I understand this can be a very generic and subjective question, so you can election to shut it if it doesn't satisfy the StackOverflow netiquette.. however for me, it's really worth trying )
I have never built a higher-traffic application since now, so I am unaware (aside from some reading through on the internet) about scaling practices.
How do i design a database that, whenever a scaling is required, I do not have to refactor the database structure, or even the application code?
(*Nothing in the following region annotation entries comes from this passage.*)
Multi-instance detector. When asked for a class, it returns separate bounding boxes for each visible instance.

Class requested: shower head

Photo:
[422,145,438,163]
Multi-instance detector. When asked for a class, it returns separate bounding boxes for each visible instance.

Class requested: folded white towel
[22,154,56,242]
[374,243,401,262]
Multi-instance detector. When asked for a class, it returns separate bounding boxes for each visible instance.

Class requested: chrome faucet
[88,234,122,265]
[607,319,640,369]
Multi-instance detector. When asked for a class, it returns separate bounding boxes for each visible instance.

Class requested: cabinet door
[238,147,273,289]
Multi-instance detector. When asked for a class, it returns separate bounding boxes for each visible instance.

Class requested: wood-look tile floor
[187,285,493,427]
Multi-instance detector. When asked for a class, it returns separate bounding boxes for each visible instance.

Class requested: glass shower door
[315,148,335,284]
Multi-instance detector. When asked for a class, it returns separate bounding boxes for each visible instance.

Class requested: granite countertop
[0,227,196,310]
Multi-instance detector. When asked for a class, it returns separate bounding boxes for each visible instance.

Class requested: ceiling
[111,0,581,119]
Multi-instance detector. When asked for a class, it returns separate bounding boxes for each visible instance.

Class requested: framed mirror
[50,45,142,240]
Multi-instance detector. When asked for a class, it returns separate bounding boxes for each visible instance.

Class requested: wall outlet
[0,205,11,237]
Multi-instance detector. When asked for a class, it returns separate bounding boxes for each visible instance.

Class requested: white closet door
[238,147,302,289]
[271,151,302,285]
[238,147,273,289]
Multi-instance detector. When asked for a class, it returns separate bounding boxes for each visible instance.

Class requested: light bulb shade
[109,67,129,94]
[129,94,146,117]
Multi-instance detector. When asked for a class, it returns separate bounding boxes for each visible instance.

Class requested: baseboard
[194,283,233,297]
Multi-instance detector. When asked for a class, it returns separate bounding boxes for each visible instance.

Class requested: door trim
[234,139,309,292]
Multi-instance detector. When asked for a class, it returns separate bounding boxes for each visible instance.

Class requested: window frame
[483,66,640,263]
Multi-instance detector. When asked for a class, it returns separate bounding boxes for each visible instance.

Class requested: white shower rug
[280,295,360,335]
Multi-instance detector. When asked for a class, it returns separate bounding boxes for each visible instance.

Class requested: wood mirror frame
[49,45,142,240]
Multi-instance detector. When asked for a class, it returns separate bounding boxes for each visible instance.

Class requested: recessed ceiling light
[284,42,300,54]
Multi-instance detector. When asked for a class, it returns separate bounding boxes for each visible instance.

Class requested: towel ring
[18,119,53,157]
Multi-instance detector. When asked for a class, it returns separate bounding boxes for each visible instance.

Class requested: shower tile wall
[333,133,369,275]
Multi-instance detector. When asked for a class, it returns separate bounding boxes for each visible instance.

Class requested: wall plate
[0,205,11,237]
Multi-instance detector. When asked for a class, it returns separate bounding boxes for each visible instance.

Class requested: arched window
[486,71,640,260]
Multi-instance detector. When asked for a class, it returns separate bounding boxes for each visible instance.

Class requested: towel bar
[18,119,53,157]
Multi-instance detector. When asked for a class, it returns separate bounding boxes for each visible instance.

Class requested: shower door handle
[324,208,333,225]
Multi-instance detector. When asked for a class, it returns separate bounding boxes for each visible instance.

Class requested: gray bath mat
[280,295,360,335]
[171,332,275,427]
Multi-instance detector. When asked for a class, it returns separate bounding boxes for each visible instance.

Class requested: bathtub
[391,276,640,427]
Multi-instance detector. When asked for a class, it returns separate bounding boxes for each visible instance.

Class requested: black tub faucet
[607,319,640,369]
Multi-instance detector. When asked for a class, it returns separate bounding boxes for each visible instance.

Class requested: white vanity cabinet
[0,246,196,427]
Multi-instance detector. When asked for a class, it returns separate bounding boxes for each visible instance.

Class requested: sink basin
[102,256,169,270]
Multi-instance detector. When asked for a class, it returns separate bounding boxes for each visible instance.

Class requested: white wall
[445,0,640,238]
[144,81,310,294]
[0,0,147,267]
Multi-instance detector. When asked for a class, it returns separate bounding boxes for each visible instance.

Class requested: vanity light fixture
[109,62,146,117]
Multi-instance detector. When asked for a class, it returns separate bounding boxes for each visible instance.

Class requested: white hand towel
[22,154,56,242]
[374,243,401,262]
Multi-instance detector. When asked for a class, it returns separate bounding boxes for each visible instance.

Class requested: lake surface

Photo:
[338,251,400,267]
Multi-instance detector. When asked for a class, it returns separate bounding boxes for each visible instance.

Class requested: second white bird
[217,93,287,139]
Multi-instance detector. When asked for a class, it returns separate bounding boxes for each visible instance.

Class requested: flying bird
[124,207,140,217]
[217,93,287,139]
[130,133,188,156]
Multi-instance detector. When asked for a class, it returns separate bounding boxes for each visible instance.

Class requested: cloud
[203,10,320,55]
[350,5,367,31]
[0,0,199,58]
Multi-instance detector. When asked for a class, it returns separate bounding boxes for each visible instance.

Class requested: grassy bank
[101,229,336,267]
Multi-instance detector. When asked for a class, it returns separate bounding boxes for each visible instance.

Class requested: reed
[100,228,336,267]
I understand that development (and optimisation) should come step-by-step, optimize bottleneck because they happen, and it is extremely difficult to create an ideal structure when you do not know the number of customers you will have and just how would they will use the database (e.g. read/write ratio), I am just searching for a great base to begin.
Do you know the guidelines to make a structure almost prepared to be scaly with
sharding, and what
hacks should be absolutely prevented?
Edit some detail about my application:
- The applying will run like a multisite behavior
- I'll possess a database for every application version (db___1, db___2, etc..)*
- Every 'site' may have a schema in the database* along with a role that may access only their own schemas
- Application code is going to be mostly PHP and couple of things (daemons and maintenance things) in Python
- Web server will most likely be Nginx and lighttpd or node.js as support for lengthy-polling tasks (e.g. chat)
- Caching is going to be completed with memcached (plus apc for things strictly associated with the php code, as possible used outdoors php)
Now you ask , really generic, but listed here are couple of tips:
Don't use any session variables (pg_after sales_pid(), inet_client_addr()) or per-session control (SET ROLE, SET SESSION) in application code.
Don't use explicit transaction control (BEGIN/COMMIT/SET TRANSACTION) in application code. These kinds of logic ought to be covered with UDFs. This allows stateless, statement-mode pooling which allows quickest possible DB pooling. (see pgbouncer docs, and pg wiki for more information)
Encapsulate all Application<->Db communication in well defined DB API of UDFs - where you can use PL/Proxy. If carrying this out with all of Chooses is simply too hard, get it done a minimum of for those data creates (Place/UPDATE/Remove). Example: rather than
INSERT INTO users(name) VALUES('Joe')you'll need
look at your DB schema - could it be simple to separate all data owned by given user? (most most likely this is the partitioning key). All that's left is typical, shared data which will have to be duplicated to any or all nodes.
think about caching before you really need it. what's going to be caching key? what's going to be cache timeout? are you going to use memcached?
While not responding to every part of the question, I discovered this very informative, particularly the section on multiple authors.